I then removed the i40en v184.108.40.206 driver and downgraded to driver version 220.127.116.11... then to 1.10.6... all the way down to 1.8.6. None of the drivers with firmware 4.11 (or the old 3.33 firmware) worked. The link status remained down. In other words, the adapters didn't think they had cables connected. really weird.
Then, about ready to recover back to v6.7 again, I figured, why don't I try a fresh install instead of an Upgrade. Perhaps it's not a driver or firmware issue. Perhaps it is something else in my v6.7 configuration that the v7 vmnic0 and vmnic1 physical adapter settings didin't like.
Instead of doing a fresh install, the fastest way to get back to a vanilla ESXi default settings and configuration is to use the yellow ESXi Console via IPMI HTML5.
That doesn't mess up the VMs or datastores or anything, it just clears out customized configuration such as a screwed up network.
That fixed the link status!!! From there I decided to restore back to ESXi v.6.7u1ep06 and take screenshot captures of ALL the ESXi GUI screens, especially the vNetworks, vSwitchs, the physical adapter configs for vmnic0, vmnic1 (the two onboard x722 10GBASE-T ethernet ports).
Then I did a fresh install again.
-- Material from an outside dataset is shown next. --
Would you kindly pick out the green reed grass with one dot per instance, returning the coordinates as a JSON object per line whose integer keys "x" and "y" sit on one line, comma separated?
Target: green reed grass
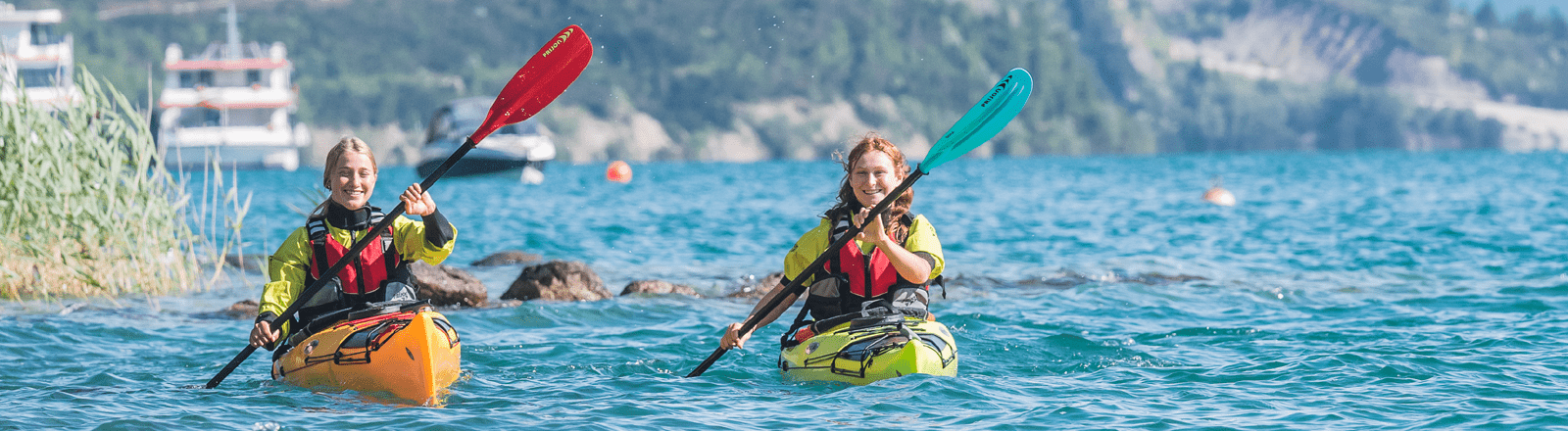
{"x": 86, "y": 208}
The network adapters remained up. I began to rebuild my ESXi configuration from the screenshots. This is what I found.
NETWORK DIAGNOSIS AND SOLUTION:
in the old ESXi v6.7 configuration, there were two link speeds I can choose from for the 10GBASE-T adapters:
I had set the vmnic0 and vmnic1 link speed to be 10000Mbps (10Gbps). But I only have a 1000Mbps (1Gbps) physical switch, v6.7 isokay with that selection and automatically auto-negotiate down to 1000Mbps even though I selected 10000Mbps link speed for those ports.
*The reason I had set it as 10000Mbps in v6.7 was for when I hope to eventually get a switch to handle 10Gbps. Note: in v6.7 did not have a specific "Auto-Negotiate" option.
In esxi v7, there is a specific option for Auto-Negotiate link speed. But in v6.7 there wasn't, and I had it set to 10000Mbps. And if I Upgrade from v6.7 to v7, that configuration is carried over to v7. v7 will set the physical NIC to Link Speed of "10000Mbps". The i40en Driver will NOT auto-negotiate down to 1Gbps because the configuration isn't explicitly set to Auto-Negotiate... it is at 10000Mbps. And since that speed cannot be achieved because of 1Gb hardware switch , the driver sets Link Status to be DOWN
Once that was figured out, we're now at a fully working v7.0u3c. Honestly I don't notice any difference between 6.7 and v7 yet. Was it worth it?